Importance of Tripods in Photography
A Tripods will leave your hands free from burden, which makes it easier for you to adjust the lens and work on camera settings. You can set the camera on a tripod and leave the area, or you can put it where you don’t want to stand such as in water.
Technology has become so much advanced that anyone can take good photographs. Some of you may think that a tripod is just a piece of equipment, an extra burden; why do we need it when we have features like faster shutter speed and ISO capabilities in the latest cameras? If you want to improve the composition and sharpness of your photos, you need a tripod.
The slower the exposure, the more camera will record movements. Your unsteady hands or downward motion can stop you from taking a perfect shot. There are many ways a tripod can help you, let’s discuss these in detail.
1. Suitable for low light situations
If you are photographing in a low light situation, whether it is because of a cloudy day or night time. You will have to use slow shutter speed, and this is where a tripod comes.

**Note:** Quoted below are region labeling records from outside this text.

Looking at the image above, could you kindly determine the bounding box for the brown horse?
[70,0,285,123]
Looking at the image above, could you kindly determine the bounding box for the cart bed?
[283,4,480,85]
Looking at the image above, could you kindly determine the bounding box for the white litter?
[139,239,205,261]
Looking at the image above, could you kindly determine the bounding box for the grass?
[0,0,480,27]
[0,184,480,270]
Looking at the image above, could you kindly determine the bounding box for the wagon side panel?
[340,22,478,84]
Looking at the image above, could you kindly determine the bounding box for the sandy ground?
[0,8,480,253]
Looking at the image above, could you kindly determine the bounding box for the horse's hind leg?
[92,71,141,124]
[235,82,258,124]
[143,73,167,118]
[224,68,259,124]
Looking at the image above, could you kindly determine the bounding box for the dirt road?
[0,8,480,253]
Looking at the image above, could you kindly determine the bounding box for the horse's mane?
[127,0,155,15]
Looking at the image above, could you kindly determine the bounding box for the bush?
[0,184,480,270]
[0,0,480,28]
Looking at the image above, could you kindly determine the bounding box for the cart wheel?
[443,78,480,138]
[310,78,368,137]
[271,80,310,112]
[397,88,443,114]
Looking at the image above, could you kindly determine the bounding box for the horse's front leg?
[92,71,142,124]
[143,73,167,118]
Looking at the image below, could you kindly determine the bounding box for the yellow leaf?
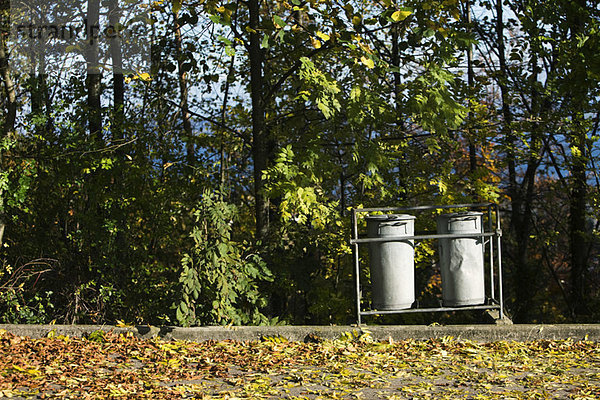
[317,31,329,42]
[360,56,375,69]
[310,37,321,49]
[392,10,412,22]
[172,0,181,14]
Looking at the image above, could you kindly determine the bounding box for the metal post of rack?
[350,203,504,326]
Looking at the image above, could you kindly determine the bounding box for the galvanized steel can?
[366,214,415,310]
[437,211,485,307]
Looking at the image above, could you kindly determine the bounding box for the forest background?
[0,0,600,325]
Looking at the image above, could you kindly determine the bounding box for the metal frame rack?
[350,203,504,326]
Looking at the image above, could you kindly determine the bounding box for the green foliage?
[175,191,273,326]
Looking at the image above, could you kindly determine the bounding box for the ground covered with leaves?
[0,331,600,399]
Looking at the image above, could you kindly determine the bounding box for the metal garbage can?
[437,211,485,307]
[366,214,415,310]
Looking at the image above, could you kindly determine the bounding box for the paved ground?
[0,325,600,399]
[0,324,600,342]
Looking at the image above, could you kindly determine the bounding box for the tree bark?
[173,8,195,167]
[108,0,125,144]
[86,0,104,145]
[566,0,590,317]
[247,0,269,239]
[0,28,17,137]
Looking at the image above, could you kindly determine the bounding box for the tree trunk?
[0,13,17,248]
[247,0,269,239]
[86,0,103,145]
[173,12,195,167]
[465,0,477,177]
[108,0,125,144]
[0,28,17,138]
[496,0,534,322]
[566,0,590,316]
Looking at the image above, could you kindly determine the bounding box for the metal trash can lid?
[438,211,483,219]
[365,214,417,221]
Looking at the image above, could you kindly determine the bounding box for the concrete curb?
[0,324,600,342]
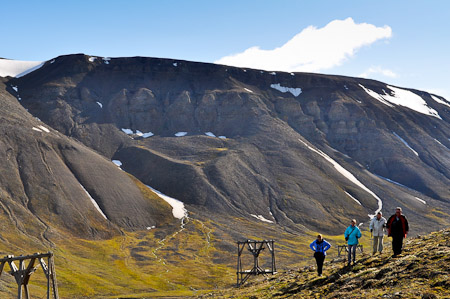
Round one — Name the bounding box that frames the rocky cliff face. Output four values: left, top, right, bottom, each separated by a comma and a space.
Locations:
5, 55, 450, 237
0, 76, 173, 242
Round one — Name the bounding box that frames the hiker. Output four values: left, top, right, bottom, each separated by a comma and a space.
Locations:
369, 212, 386, 255
387, 207, 409, 257
344, 219, 361, 266
309, 234, 331, 276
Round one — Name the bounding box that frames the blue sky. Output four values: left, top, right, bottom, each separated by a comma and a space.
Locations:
0, 0, 450, 100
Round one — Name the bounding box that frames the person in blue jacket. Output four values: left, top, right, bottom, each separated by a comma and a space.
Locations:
344, 219, 361, 266
309, 234, 331, 276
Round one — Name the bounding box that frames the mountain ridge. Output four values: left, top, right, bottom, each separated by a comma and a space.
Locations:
0, 54, 450, 296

Some of you may have taken photos of fireworks and lightning using tripods, with an aperture open to xx seconds. Buildings in your images will look nice and sharp, while pyrotechnics will show brightly. You can even go out shooting stars, which need long exposures. With a tripod, you can do all these things, leave the camera there and go take a break, have coffee and cookies while the camera is at work.
2. Shooting difficult angles
A tripod gives you higher and lower angles that are difficult to reach when working with a hand-held. Photography is easier when you have a tripod set at a center column, and you can move it from 0 degrees to 180 quickly. Your camera can directly face the ground or at 90 degrees if you want that angle. There are some tripods with low-level legs and arms, which means you can even position your camera almost to the ground level.

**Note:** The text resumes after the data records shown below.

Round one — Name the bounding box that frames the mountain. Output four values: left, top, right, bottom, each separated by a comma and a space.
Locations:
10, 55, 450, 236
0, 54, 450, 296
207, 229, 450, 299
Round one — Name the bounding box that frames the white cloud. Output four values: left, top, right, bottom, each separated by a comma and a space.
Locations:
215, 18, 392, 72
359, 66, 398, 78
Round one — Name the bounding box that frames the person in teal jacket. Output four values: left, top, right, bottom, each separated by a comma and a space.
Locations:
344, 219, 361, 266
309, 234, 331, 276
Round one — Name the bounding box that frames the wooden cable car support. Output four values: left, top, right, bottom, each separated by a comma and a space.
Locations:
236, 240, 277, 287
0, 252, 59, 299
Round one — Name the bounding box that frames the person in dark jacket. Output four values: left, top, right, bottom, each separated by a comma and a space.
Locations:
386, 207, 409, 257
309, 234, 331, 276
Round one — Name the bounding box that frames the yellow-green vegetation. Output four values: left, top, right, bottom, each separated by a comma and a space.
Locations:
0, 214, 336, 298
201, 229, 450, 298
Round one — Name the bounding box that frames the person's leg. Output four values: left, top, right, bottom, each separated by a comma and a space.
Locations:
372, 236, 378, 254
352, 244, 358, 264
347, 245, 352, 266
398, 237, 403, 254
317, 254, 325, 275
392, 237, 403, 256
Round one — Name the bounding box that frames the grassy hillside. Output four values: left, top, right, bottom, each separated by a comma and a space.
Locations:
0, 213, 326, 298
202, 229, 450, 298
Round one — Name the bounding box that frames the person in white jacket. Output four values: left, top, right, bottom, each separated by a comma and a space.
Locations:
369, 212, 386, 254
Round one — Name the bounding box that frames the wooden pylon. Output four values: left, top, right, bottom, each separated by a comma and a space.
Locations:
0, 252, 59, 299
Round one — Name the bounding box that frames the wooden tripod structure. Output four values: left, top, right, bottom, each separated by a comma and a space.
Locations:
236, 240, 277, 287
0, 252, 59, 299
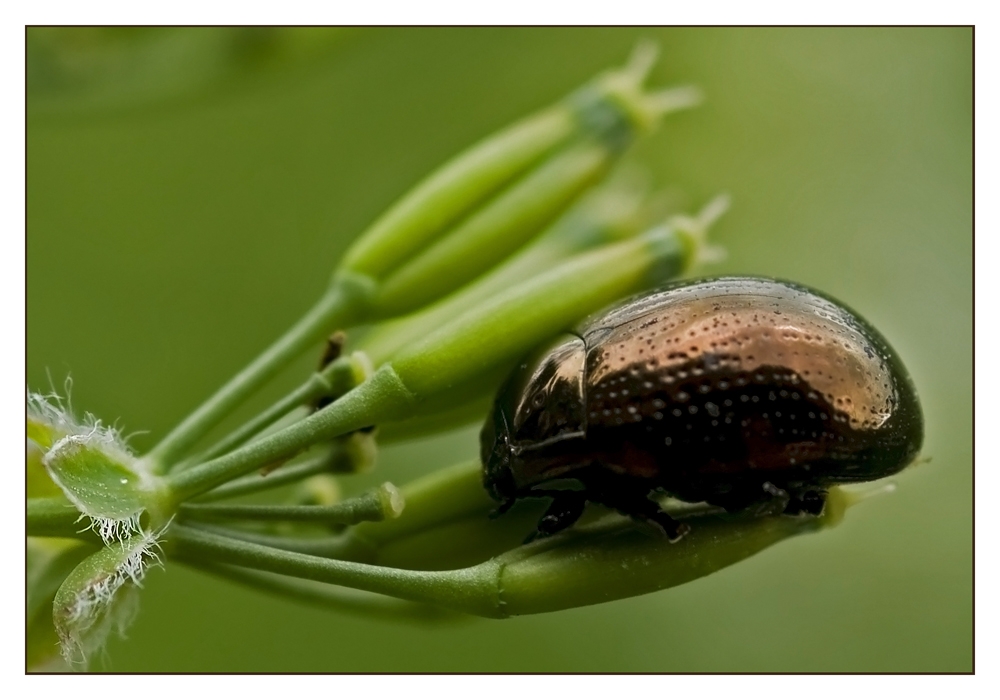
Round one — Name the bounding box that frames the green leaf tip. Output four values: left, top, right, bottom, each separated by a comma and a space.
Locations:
52, 532, 160, 669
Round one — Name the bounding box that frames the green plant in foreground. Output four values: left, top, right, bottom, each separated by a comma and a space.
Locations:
26, 46, 876, 669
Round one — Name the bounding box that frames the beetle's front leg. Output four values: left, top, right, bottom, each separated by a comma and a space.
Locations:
524, 491, 587, 544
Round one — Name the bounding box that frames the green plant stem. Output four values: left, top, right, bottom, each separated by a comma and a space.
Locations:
201, 357, 359, 461
25, 496, 87, 539
191, 448, 343, 503
167, 366, 414, 504
347, 459, 497, 549
144, 275, 370, 473
180, 483, 403, 525
176, 521, 378, 563
165, 525, 508, 617
182, 559, 459, 622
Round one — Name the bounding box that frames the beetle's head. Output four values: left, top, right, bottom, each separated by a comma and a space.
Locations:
479, 406, 517, 503
480, 335, 586, 503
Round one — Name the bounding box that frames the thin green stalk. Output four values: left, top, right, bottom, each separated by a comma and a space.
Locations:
372, 141, 617, 317
164, 525, 508, 617
25, 496, 89, 539
349, 459, 496, 548
191, 449, 336, 503
201, 357, 364, 461
167, 366, 415, 504
182, 559, 460, 623
180, 482, 404, 525
356, 182, 642, 366
144, 274, 370, 473
177, 521, 378, 563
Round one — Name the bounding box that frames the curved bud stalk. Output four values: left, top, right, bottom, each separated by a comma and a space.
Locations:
52, 531, 162, 669
372, 142, 613, 318
340, 43, 698, 280
144, 45, 697, 474
357, 174, 643, 366
28, 395, 169, 542
180, 482, 405, 525
169, 221, 704, 501
24, 537, 95, 673
168, 489, 850, 617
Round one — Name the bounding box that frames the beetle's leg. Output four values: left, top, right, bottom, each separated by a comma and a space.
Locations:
628, 496, 691, 542
708, 481, 790, 517
490, 498, 517, 520
785, 489, 826, 515
524, 491, 587, 544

Sometimes people have to shoot from difficult angles or from a location that is not possible to reach without a tripod. Such as when you have a height, or you are at the low angle. Some latest tripods allow you to adjust the height way above your head, and also to the extremely low level. You can also shoot these angles by using a remote controller. Some tripods allow users to attach the camera to the central area which helps you to be close to your subject.
3. 100% Stability
No matter how much workout you do, your abs can't hold the camera steady for more than a few seconds. You will have some movement even if you have years of experience holding. If you are somewhat clumsy then it can be difficult to capture the photo at its best, you will end up with a photo that not even you want to see.
If the shutter speed is fast, let's suppose 1/100 a second or more, you may not find any difference in sharpness whether you capture by using hands or a tripod, but you can achieve a lot more with a tripod.
4. Sturdiness and weight
For a tripod to be useful to you, it must do the job smoothly. The tripods are either made of carbon or aluminum. They have their pros and cons; carbon is lighter and weights no more than few pounds. They are strong and don’t bend easily. They are also very expensive. On the other hand, aluminum ones are less expensive, but they are much heavy as compare to carbon tripods. Some photographers like carrying weight because they want their photos to be more stable, especially if they are taking images in a windy situation. If the weather is cold, then aluminum tripods can be difficult to handle.
5. Shooting landscapes
Are you aware of the difficulties that photographers face when capturing images of landscapes? One of the important settings is the aperture, between f/8 and f/16 for the landscapes, it ensures good depth with everything in focus.
These narrow areas reduce the natural light, which means you have to reduce the speed of shutter or may have to increase ISO to get the best exposure for your shot.
If you are using ISO it means that there will be noise, so the only option left is to reduce shutter speed, which requires setting the camera on the tripod so that there is no movement and you get the best results. When you are photographing without a tripod, shutter speed under 1/60th of a second is not recommended.